Just today (June 12), international gold prices are about to reach $4,200 per ounce.
Looking back from June 2026, that crazy January at the beginning of the year feels like a collective hallucination. At that time, London spot gold finally settled at a historic high of $5,608.35 per ounce.
Yes, a record high, because this price was absolutely unprecedented. Back then, discussions in the streets and alleys were no longer about stocks or real estate, but about grams and purity.
At that moment, people buying gold did not feel fear; instead, they had a confidence that they had secured a ticket to the “Noah’s Ark” door.
But oh, the “Noah’s Ark” ticket seemed to be just a fleeting bloom, collapsing so violently that it caught the world off guard.

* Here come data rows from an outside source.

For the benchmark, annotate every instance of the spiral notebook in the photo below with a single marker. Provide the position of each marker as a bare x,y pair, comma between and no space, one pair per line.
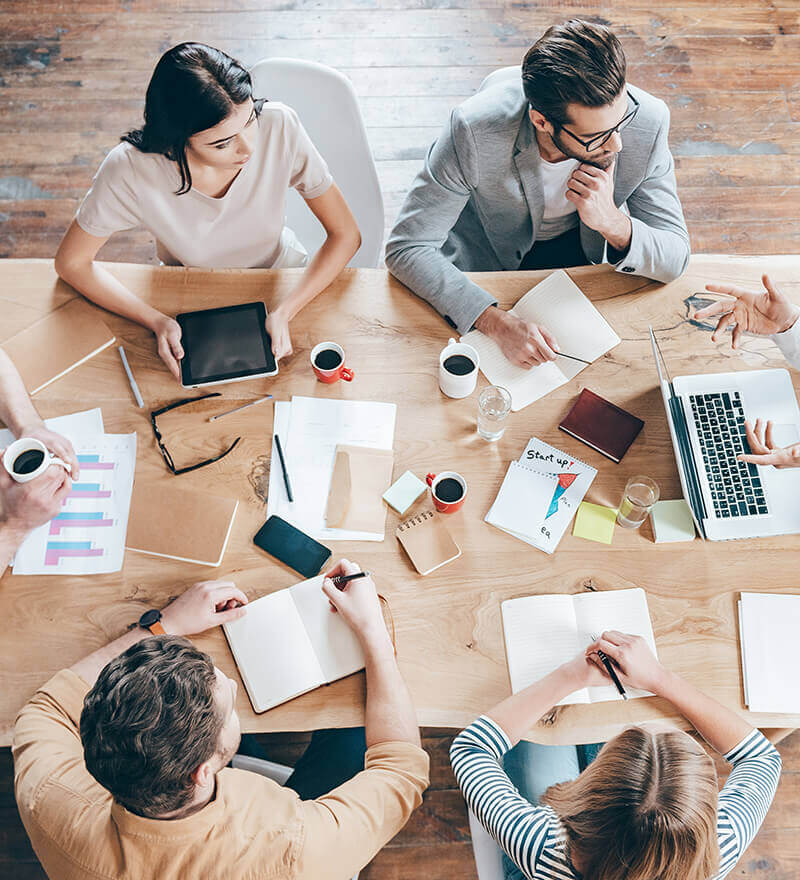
540,495
427,541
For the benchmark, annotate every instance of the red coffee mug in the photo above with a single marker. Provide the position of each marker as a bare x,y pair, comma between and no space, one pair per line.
340,371
433,480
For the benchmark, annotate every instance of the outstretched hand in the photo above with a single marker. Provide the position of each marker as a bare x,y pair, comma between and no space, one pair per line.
759,312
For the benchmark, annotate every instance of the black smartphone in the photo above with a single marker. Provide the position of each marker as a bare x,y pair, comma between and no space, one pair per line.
292,547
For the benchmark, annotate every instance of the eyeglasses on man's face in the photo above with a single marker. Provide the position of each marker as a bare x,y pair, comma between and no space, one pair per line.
597,141
163,449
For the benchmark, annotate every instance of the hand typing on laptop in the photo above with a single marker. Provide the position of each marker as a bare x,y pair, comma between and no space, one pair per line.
764,451
762,313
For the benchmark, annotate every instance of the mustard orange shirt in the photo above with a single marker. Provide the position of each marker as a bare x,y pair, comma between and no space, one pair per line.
253,828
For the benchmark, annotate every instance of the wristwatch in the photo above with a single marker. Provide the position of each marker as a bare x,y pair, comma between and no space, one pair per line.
152,620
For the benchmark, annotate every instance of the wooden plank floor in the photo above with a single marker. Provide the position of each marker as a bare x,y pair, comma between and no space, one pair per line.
72,78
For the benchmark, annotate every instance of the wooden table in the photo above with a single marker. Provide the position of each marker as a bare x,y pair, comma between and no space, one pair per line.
449,635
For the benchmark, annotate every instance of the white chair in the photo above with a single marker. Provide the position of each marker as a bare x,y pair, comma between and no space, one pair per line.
326,103
277,772
488,855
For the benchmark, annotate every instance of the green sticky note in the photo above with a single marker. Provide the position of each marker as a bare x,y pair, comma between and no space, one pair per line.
672,521
595,522
404,492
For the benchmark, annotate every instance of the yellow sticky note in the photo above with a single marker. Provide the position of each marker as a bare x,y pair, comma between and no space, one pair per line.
595,522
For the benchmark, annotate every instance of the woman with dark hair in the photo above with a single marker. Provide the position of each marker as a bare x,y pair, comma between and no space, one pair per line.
207,175
646,807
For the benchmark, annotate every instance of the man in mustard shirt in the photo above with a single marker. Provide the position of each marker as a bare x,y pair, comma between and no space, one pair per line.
120,762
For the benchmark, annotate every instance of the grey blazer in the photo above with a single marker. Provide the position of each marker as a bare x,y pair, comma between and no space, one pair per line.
476,204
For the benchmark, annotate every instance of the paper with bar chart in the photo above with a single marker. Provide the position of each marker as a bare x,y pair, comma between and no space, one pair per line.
88,535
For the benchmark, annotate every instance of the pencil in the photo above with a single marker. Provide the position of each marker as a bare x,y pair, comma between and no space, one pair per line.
134,386
573,358
610,669
283,468
341,580
237,408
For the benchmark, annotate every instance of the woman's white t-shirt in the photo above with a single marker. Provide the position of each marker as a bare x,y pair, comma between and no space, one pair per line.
242,229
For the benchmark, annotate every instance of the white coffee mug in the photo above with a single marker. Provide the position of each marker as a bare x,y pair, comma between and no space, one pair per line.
452,384
27,458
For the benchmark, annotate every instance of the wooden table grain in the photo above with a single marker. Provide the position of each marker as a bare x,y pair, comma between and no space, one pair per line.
449,633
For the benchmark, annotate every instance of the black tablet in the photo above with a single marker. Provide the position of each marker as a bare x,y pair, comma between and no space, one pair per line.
225,345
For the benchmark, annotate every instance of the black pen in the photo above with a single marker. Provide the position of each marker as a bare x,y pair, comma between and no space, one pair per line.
340,581
283,468
573,358
610,669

As of June 10, 2026, gold prices had fallen back to around $4,000, nearly 30% below the peak.
Did everyone who bought gold in 2026 regret it?
It depends on when, where, and for what purpose they bought.
If you started dollar-cost averaging into gold in 2021, even after experiencing the big drop in 2026, you would still remain calm because your average cost was around $2,500.
The current fluctuations are just a profit retracement for you, not a loss of capital.
Because for people like this, gold is just something to “leave untouched,” similar to a savings account.
Who regrets? Those who bought at high prices and still believe gold prices will rise further.
At that time, everyone was shouting “Gold will always go up,” rushing in blindly, only to get “trapped.”
Have you noticed? The regretful ones are all “speculating,” while the unregretful are “holding,” or rather, “saving.”
Now, let’s look across five years to see if the rise in gold was just a coincidence.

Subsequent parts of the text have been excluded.